Big, Intrusive Government is suddenly a good thing, it seems. Lucky for Mr. Bush this is so. If not, people might not be so afraid to challenge the death of the American Dream he so completely represents.
If you are American and you have a soul, September 11th changed you. It altered your priorities, it rearranged the way you look at the world. Not so for Mr. Bush. His agenda remains exactly the same as it was the day he took office, and damn the brave new world.

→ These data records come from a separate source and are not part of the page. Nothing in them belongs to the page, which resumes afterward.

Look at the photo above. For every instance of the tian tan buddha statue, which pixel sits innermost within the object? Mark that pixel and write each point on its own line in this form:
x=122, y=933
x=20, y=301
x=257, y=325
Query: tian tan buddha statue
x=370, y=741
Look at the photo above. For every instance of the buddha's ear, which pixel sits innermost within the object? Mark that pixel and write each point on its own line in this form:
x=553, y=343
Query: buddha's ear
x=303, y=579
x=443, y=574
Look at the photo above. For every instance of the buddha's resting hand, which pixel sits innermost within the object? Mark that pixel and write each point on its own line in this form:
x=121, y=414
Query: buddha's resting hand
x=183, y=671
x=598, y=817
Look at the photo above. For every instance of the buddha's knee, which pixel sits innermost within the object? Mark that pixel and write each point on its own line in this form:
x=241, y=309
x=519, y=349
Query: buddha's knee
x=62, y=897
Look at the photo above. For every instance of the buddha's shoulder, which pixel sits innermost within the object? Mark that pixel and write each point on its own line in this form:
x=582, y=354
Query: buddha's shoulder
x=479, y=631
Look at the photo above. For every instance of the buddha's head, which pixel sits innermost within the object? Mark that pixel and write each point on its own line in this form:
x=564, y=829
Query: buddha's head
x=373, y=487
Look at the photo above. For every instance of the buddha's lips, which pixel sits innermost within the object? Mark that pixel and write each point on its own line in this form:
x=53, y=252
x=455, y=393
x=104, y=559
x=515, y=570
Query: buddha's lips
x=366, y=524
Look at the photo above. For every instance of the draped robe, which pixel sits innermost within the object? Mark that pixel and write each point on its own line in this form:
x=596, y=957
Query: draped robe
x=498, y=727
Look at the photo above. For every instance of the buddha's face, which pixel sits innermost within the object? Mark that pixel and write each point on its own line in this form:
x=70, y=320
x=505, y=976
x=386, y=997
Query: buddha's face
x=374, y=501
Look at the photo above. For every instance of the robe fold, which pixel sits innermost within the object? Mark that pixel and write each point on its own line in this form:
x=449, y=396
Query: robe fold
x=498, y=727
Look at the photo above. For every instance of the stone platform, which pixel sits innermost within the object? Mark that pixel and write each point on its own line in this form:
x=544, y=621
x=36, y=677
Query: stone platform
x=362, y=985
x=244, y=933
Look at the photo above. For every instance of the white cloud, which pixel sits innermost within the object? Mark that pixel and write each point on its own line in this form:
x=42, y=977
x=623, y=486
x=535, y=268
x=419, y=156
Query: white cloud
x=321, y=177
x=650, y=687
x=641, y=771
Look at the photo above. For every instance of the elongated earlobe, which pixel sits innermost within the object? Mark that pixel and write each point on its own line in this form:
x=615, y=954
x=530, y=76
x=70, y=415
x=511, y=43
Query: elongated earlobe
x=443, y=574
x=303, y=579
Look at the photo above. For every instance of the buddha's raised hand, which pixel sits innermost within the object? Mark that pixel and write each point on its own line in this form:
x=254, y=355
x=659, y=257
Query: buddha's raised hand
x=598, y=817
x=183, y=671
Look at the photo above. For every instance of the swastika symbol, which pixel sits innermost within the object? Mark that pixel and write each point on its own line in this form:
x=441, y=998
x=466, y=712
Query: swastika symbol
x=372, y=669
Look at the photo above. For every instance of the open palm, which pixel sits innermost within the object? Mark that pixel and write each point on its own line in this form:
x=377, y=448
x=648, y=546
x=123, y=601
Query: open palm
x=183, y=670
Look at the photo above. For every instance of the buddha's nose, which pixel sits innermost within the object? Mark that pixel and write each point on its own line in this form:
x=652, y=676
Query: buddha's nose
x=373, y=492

Kill the social programs, give as much as possible to corporations, and hide the stained history that lifted him on high. He is lucky indeed.
His luck is our misfortune. His 'trifecta' is our unemployment, our bread line, our war, our fear, our spiritual and psychological crisis. His luck is the target on our foreheads, bracketed and braced by terrorists who carry the death wind on their wings. His fortune is our ruin.
Lucky us.
William Rivers Pitt is a contributing writer for Liberal Slant.